Atlanta police declined an on-camera interview with us, but gave a statement, saying:
“Atlanta Police officers receive the most training, by far, of any sworn peace officers in the state of Georgia. Our recruits must complete 35 weeks of training to become sworn officers, which is far beyond the state-mandated 10 weeks.
“There is, indeed, a cost associated with recruiting, hiring and training a candidate to become a police officer. The cost, however, of allowing a recruit unsuitable to become a police officer is a much higher, incalculable cost.
“The Atlanta Police Academy has high standards and the length of our training allows us to identify and weed out unsuitable candidates throughout the process. We view the Police Academy as a focused and ongoing opportunity to vet candidates for police officer positions. It is far better for the Department to identify these recruits, and deal with their behavior now, than to allow them to become police officers and for these behaviors to surface later.
“We are selective about who we hire to become police officers and many candidates are eliminated because they cannot pass rigorous background investigations of past employment, criminal records, creditworthiness and psychological and physical fitness.
"In 2017, we received more than 1,200 applications for police officer positions. Of that number, 878 applicants were accepted based on an initial interview, but only 105 recruits were hired from that pool. Our screening process eliminated many candidates for a variety of reasons.
“While our background screening process is thorough, it is impossible to predict the poor choices some individuals will make once they are hired. We understand and agree that police officers should be held to a higher standard, and criminal behavior by anyone wanting to become a police officer is obviously unacceptable. But it should be abundantly clear that once these behaviors are brought to our attention, we deal with them swiftly and decisively. The dismissals, while disappointing, are proof that our rigorous vetting process – which the public demands and to which we are committed – is working.”
Through an open records request, Atlanta police told us that of the 362 recruits on the payroll in that two-year period, 63 were dismissed or resigned, which is 17 percent.
Atlanta police said they spend an average of $93,666.75 training each recruit.
But the department declined to break down how much it spent on the 63 recruits who quit or were fired. The 63 did not complete the training process.
“No, you’re not getting your money’s worth if this many people are coming and just being tossed out basically of the academy and you’re firing them,” Champion said.

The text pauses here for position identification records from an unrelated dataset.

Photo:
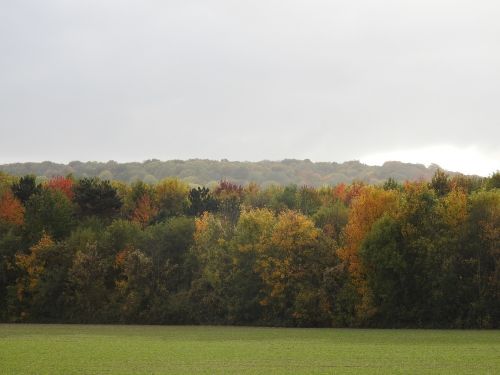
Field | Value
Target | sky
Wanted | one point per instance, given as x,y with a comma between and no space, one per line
415,81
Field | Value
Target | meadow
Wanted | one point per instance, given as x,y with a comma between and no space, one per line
109,349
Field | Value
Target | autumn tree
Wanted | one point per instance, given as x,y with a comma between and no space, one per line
369,205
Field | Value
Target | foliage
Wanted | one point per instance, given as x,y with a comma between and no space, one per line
418,254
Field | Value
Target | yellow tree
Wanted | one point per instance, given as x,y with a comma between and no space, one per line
370,204
291,269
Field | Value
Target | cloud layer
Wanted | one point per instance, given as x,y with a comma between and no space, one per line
248,80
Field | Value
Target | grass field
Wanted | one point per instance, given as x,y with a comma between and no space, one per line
78,349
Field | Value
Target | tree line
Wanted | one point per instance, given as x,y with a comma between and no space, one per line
210,172
412,254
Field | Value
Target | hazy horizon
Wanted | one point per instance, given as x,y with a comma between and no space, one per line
415,82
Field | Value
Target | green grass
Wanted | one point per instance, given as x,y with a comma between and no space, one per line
79,349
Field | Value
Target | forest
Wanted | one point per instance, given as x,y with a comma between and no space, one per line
210,172
392,254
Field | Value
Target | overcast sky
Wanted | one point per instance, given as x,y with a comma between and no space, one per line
328,80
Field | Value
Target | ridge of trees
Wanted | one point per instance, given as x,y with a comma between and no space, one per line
412,254
210,172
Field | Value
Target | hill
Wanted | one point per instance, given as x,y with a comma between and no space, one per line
207,172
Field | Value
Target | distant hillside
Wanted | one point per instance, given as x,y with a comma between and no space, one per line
206,172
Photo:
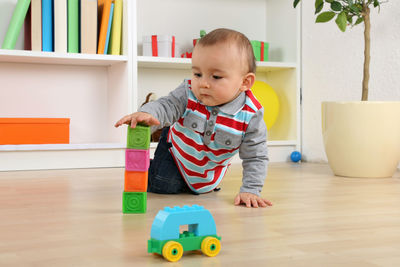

“I think we are, like I said, in desperate need to get our ranks up and hoping that we aren’t cutting any corners to do that,” Moore said.
Last October, Channel 2 Action News interviewed Deputy Chief of Support Services Stacie Gibbs, who oversees Atlanta police recruiting efforts.
“We are not lowering our hiring standards and we’re not lowering our training standards,” Gibbs said at the time.
But the city said it is 264 officers short of its authorized strength of 2,026.
“I think they’re backed in a corner. They’re trying to get more people on the street and they’re not taking the time to make sure they’re getting the right people,” Champion said.
James Ball is out of jail on bond. The man he is accused of shooting survived and is recovering.